Amendments which would have made it a duty for
local authorities to provide suitable services needed by adoptive
parents were withdrawn by Conservative MPs during the Adoption and
Children Bill’s final stages in the House of Commons last week.
Despite remaining unconvinced by the
government’s arguments, Canterbury MP Julian Brazier withdrew the
amendments in the “spirit of [Conservative] support for the bill”
and in the interests of time.
Clause 4 of the bill provides a duty for
councils to assess the needs for adoption support services of
adopted children, their parents or guardians, but it makes no
provision for providing those services once a need is
identified.
The Conservatives claimed that unless the bill
was amended, adoptive parents of a child with complex needs might
be left without any real entitlement to support, and that support
was vital to promoting successful adoptions, preventing breakdowns
and encouraging new adopters.
But health minister Jacqui Smith defended the
bill as it stood.
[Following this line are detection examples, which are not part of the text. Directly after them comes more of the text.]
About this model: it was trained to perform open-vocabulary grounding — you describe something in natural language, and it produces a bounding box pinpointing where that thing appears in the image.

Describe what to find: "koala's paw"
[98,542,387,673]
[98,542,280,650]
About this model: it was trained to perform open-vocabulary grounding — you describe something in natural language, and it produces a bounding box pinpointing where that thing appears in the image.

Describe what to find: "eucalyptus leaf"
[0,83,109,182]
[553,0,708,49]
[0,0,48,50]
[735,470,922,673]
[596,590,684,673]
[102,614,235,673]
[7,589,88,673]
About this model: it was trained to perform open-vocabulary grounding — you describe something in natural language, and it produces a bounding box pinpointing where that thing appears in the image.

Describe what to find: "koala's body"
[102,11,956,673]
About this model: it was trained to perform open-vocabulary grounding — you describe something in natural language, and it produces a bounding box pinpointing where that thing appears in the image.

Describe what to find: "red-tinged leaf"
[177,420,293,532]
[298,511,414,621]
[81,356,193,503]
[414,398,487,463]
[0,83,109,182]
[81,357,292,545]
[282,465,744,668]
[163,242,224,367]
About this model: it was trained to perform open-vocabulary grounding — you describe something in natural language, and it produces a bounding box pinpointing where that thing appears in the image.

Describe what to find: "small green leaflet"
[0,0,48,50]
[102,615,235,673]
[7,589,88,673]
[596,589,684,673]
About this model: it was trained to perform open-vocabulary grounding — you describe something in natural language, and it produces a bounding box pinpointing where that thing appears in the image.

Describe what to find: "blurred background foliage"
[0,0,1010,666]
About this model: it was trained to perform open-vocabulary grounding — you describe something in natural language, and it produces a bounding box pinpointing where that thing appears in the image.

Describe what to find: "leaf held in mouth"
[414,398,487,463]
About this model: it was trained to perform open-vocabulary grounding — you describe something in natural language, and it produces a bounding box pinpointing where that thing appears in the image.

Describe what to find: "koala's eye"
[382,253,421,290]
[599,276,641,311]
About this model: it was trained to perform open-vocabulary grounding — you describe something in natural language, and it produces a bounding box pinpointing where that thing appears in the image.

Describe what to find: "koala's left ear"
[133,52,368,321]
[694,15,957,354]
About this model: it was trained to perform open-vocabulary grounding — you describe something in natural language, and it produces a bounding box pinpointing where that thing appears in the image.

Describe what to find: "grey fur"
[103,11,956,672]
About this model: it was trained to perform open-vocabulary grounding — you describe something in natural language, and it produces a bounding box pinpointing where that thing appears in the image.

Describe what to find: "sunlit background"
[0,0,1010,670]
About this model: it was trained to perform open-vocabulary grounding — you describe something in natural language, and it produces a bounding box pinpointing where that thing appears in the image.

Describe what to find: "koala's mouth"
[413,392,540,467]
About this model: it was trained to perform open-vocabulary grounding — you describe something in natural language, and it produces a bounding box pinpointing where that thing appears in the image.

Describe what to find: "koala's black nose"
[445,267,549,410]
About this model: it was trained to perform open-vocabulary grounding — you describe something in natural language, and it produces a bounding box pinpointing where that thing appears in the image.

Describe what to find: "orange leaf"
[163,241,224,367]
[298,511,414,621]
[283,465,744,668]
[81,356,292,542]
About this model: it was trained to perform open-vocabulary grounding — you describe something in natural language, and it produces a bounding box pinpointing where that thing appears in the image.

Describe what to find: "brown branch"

Although she admitted that the present “provision
of adoption support services across the country is patchy and
inconsistent”, she said the bill’s provisions would “tackle that
inconsistency”.
Smith said clause 3 of the bill – requiring
councils to maintain an adoption service – placed “for the first
time a clear duty on local authorities to make and participate in
arrangements to provide adoption support services, which will
include financial support”.
But as it stands, she added, the bill allowed
councils to retain discretion as to how they provide services once
need has been assessed, with the assessment acting as a “gateway to
the provision of services”.
The duty to assess would allow a proper
approach to providing services in a joined-up way, claimed Smith.
This in turn was supported by extra government investment in the
adoption service.
Two further days of debate on other amendments
to the bill are due to take place after Easter.